De nombreuses dépenses toujours à évaluer
Ce premier chiffrage est pourtant loin de refléter la réalité des dépenses publiques de Paris 2024. Tout d'abord parce que la Cour des comptes reconnaît "une incertitude concernant l'estimation des dépenses publiques relatives à la mise en œuvre du plan Baignade liées aux Jeux". Pour rendre la Seine "baignable" et pouvoir y organiser les épreuves de natation en eau libre et de triathlon, mais aussi assurer l'ouverture de sites de baignade pérennes après les Jeux, la dépense est estimée entre 200 millions et un milliard d'euros. Un grand écart si périlleux que la Cour a choisi de ne pas intégrer pour l'instant cette dépense aux dépenses totales liées aux Jeux.

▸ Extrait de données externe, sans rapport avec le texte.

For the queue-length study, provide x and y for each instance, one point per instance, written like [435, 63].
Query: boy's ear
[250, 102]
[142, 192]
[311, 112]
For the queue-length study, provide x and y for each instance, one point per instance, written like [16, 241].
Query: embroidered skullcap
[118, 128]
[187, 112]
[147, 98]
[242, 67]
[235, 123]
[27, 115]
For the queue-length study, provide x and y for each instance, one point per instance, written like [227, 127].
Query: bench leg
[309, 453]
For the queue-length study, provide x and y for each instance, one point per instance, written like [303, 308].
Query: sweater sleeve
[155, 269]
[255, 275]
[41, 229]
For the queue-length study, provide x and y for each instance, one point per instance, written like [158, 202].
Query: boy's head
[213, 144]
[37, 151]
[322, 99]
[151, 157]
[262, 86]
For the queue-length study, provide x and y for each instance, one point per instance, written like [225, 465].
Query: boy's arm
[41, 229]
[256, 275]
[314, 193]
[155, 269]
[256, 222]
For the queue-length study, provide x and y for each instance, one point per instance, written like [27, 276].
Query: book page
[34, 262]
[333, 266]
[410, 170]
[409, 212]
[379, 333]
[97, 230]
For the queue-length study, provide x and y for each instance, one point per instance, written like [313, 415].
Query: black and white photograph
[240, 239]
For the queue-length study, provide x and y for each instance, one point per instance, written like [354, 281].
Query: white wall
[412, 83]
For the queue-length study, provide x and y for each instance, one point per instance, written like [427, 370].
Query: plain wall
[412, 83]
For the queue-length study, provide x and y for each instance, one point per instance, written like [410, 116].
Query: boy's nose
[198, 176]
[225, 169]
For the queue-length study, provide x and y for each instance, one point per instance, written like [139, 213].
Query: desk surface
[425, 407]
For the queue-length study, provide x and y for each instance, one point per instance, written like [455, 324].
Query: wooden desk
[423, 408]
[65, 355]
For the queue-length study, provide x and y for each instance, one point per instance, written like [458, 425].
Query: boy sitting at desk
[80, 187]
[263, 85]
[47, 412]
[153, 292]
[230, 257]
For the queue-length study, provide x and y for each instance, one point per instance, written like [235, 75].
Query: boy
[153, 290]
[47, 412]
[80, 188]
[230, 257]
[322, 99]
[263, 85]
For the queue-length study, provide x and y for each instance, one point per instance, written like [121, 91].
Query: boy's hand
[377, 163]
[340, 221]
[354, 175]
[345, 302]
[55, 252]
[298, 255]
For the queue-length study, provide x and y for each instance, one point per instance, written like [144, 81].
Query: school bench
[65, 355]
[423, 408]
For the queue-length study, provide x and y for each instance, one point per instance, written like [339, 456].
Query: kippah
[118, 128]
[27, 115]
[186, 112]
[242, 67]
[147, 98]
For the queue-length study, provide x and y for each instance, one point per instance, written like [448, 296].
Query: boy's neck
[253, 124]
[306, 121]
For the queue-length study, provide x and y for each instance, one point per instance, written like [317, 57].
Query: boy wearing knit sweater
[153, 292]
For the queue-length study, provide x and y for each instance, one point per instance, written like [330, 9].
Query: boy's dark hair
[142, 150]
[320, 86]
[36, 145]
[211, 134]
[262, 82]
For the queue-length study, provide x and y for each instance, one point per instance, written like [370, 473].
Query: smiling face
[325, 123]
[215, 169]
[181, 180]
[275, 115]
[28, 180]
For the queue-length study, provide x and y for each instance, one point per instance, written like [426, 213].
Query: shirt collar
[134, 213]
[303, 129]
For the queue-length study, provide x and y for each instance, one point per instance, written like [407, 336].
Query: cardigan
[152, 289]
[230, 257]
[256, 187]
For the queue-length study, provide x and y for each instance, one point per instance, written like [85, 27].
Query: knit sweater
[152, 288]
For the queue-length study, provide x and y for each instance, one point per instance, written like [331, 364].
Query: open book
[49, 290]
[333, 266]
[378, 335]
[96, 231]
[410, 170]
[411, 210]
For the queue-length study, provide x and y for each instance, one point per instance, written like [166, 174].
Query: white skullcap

Ensuite, parce que la Cour souligne que les dépenses des collectivités territoriales, en dehors des estimations déjà avancées, "ne seront en effet pas connues dans leur intégralité avant que les CRC [chambres régionales des comptes] aient achevé leurs investigations en cours à la date de cette publication".
Enfin, on peut signaler un dernier bémol : l'évaluation des exonérations fiscales dont a bénéficié l'organisation des Jeux (lire notre article du 13 février 2020). Sur ce point, l'administration fiscale a fait savoir qu'il n'était pas prévu "pour l'instant" d'estimation globale. Une position jugée "non satisfaisante" par la Cour des comptes, qui demande que l'évaluation de ces dépenses fiscales puisse être engagée par l'État sans délais.
Un net dépassement des prévisions
Au final, la Cour des comptes juge que "les montants identifiés sont cohérents avec le caractère exceptionnel des Jeux et soulignent, au-delà du rôle du Cojop, l'importance décisive des pouvoirs publics dans l'organisation d'un tel évènement". On rappellera toutefois que le "jaune" budgétaire annexé au projet de loi de finances pour 2019 envisageait que "l'ensemble des contributions publiques se limite à 1,5 milliard d'euros". Avec 5,96 milliards d'argent public a minima, cette estimation de départ a été allègrement dépassée.
Cette première évaluation sera suivie, le 1er octobre prochain, d'un rapport au Parlement qui actualisera l'analyse des dépenses, avant un dernier rapport dans le courant de l'année 2026, qui complètera les travaux précédents, notamment sur l'héritage des Jeux.